The Owl and the Pussycat
Devised by the company, with dramaturgy by Laura Lindow, based on the poem by Edward Lear
Gala Theatre Studio, Durham
Owls and pussycats simply don’t go together. How can they be friends? Owl and Cat (emphatically not Pussycat, thank you very much, as he made perfectly clear) squabble all the time. As they’re welcoming the children and their parents in, they ignore each other but engage in constant little bouts of one-upmanship in which they make the children complicit with grins and fingers on lips. And as for going on an adventure together…
Owl wants adventure, wants to see a Bong-Tree, but Pussycat’s ideal day consists of waking up, having breakfast, snoozing, a little elevenses, a nap followed by lunch… Well, you get the picture. And biscuits are far more attractive than Bong-Trees!
But, of course, the adventure happens. A sudden storm carries them away and they sail for a year and a day. 366 days!
The story—which is aimed at children aged from 3 to 7—is told by the always amusing interaction between Owl (Hannah Goudie) and Pussycat (Bob Nicholson), with help from Jeremy Bradfield as a singing and multi-instrument-playing narrator (in a top hat, no less) and, in no small measure, from Ailsa Dalling’s puppets (I loved the turkey who lives on the hill, and so did the kids—although some, I think, found it a bit scary) and a fascinating set by Alison Ashton, the study of which is quite an entertainment in itself.
And that last point is quite important, because all the best children’s theatre doesn’t just appeal to children; it should be—and this is—simply good theatre with production values as high as possible. To go down any other path would be patronising and condescending in the extreme.
The piece is directed by Ruth Johnson whose experience in theatre for children both as actor and director informs the entire production. She is not afraid to use what we, as adults, might see as well-worn, even clichéd, ideas. As the sea sweeps our heroes away, it’s represented by a large, blue sheet of fabric which is wafted over their heads and around them and we adults think “again!” but for the young children it’s new and exciting and even a bit scary, as their squeals and gasps witnessed.

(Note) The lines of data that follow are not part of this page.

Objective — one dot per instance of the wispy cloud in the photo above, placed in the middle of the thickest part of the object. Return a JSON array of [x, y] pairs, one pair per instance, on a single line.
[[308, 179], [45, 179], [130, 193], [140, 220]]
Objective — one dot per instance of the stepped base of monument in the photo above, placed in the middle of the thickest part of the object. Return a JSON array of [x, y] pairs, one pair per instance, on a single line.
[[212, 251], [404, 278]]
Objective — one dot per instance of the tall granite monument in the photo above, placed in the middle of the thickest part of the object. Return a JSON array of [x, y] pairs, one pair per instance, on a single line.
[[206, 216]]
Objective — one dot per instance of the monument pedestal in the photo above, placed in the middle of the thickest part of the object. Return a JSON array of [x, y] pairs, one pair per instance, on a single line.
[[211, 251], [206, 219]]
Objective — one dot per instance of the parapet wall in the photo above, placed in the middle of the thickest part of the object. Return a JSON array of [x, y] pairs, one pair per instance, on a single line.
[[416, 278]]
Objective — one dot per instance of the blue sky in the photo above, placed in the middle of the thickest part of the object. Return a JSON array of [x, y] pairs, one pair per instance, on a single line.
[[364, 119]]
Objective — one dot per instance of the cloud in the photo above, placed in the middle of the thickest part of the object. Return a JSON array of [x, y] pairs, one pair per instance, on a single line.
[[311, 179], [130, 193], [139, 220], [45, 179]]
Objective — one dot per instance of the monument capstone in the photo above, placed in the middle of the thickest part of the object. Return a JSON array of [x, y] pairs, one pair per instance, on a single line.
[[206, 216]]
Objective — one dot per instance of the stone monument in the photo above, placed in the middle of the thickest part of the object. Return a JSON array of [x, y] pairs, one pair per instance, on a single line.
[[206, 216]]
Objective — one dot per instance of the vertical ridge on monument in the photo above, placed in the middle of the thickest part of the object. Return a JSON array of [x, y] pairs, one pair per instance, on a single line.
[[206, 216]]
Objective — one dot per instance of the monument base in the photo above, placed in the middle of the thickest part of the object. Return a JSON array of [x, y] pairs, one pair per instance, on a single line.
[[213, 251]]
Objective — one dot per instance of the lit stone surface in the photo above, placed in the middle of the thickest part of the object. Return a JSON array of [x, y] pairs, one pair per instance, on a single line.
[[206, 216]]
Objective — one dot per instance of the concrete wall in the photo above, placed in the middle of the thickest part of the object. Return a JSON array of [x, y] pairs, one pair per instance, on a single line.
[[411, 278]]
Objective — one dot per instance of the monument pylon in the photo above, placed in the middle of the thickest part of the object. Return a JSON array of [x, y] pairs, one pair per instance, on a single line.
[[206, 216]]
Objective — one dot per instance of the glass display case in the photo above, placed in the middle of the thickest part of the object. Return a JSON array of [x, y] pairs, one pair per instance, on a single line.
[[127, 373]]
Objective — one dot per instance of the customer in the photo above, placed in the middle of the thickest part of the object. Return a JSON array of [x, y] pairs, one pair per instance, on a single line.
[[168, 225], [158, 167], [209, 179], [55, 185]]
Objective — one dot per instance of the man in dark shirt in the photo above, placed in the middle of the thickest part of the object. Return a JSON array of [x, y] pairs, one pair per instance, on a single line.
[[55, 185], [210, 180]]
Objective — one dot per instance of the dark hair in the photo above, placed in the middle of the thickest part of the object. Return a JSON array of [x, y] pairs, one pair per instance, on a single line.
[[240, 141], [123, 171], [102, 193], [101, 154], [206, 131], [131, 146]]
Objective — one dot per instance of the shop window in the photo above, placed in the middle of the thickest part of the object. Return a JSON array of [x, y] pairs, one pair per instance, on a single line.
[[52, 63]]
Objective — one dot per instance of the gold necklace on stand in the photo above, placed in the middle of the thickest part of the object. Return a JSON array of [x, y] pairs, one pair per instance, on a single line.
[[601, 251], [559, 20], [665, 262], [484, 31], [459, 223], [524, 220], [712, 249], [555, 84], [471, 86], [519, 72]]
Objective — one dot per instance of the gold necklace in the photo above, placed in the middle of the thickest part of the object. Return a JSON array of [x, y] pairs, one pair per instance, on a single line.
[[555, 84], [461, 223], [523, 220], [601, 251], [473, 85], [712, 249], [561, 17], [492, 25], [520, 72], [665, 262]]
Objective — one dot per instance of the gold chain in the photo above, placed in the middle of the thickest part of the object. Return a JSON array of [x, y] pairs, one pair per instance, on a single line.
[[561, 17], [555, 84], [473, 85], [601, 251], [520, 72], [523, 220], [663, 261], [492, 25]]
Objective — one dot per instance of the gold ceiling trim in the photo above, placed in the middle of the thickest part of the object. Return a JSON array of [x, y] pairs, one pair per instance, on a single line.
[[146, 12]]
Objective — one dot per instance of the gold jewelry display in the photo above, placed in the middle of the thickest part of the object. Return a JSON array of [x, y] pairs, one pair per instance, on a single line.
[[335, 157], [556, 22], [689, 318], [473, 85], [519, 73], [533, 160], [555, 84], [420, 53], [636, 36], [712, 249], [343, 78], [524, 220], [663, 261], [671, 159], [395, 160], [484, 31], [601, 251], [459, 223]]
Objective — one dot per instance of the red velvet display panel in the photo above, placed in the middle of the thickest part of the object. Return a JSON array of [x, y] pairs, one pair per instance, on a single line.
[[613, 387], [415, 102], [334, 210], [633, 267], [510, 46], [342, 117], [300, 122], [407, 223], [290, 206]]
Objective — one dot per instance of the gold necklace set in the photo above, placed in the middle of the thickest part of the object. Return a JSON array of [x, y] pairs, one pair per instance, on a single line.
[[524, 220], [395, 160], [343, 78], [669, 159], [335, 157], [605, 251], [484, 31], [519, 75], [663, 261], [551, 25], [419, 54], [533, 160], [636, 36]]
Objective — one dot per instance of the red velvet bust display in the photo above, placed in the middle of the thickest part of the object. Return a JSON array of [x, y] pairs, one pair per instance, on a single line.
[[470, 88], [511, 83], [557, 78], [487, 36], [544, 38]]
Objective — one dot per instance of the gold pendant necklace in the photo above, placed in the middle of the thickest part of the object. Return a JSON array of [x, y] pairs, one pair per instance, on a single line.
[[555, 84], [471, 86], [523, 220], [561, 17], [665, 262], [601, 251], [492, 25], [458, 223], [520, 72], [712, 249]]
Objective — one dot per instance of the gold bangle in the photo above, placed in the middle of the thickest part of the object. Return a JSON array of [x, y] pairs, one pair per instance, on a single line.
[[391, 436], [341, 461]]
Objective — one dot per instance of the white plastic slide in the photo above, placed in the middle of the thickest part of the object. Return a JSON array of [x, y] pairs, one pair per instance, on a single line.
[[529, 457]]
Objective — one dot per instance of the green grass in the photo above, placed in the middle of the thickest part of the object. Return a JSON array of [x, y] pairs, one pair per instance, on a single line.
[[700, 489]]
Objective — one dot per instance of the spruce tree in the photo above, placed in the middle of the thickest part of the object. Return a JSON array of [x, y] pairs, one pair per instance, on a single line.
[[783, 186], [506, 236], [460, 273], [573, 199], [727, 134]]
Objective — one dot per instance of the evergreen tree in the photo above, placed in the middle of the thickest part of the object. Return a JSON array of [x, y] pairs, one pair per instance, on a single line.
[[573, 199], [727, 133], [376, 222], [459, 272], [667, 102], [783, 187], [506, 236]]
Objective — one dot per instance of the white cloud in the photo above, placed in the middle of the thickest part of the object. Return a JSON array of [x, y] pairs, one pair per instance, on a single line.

And I have to say, I loved the pig! Edwards Lear tells us, “There in a wood / A piggy-wig stood,” but this one didn’t. He was stuck in a biscuit tin having eaten all the biscuits, providing a nice culmination to the running joke of the Pussycat’s love (and frequent mention) of biscuits.
Audience interaction and participation are essential elements of children’s theatre and this had both—along with something I’ve never seen before: at the end of the show the floor area where the children had been sitting turned into a kind of mosh pit with cast, kids and parents dancing together in celebration of our heroes’ wedding (by the light of the moon, as the poem tells us) until the cast danced off to great applause.
Then they returned, not for a curtain call but for something that seems to be becoming de rigueur for children’s shows, to pose for photos with the kids taken by proud parents on their 'phones.
But I still don’t know what a runcible spoon is!
The show tours throughout the North East during April and ends in May at The Civic in Barnsley.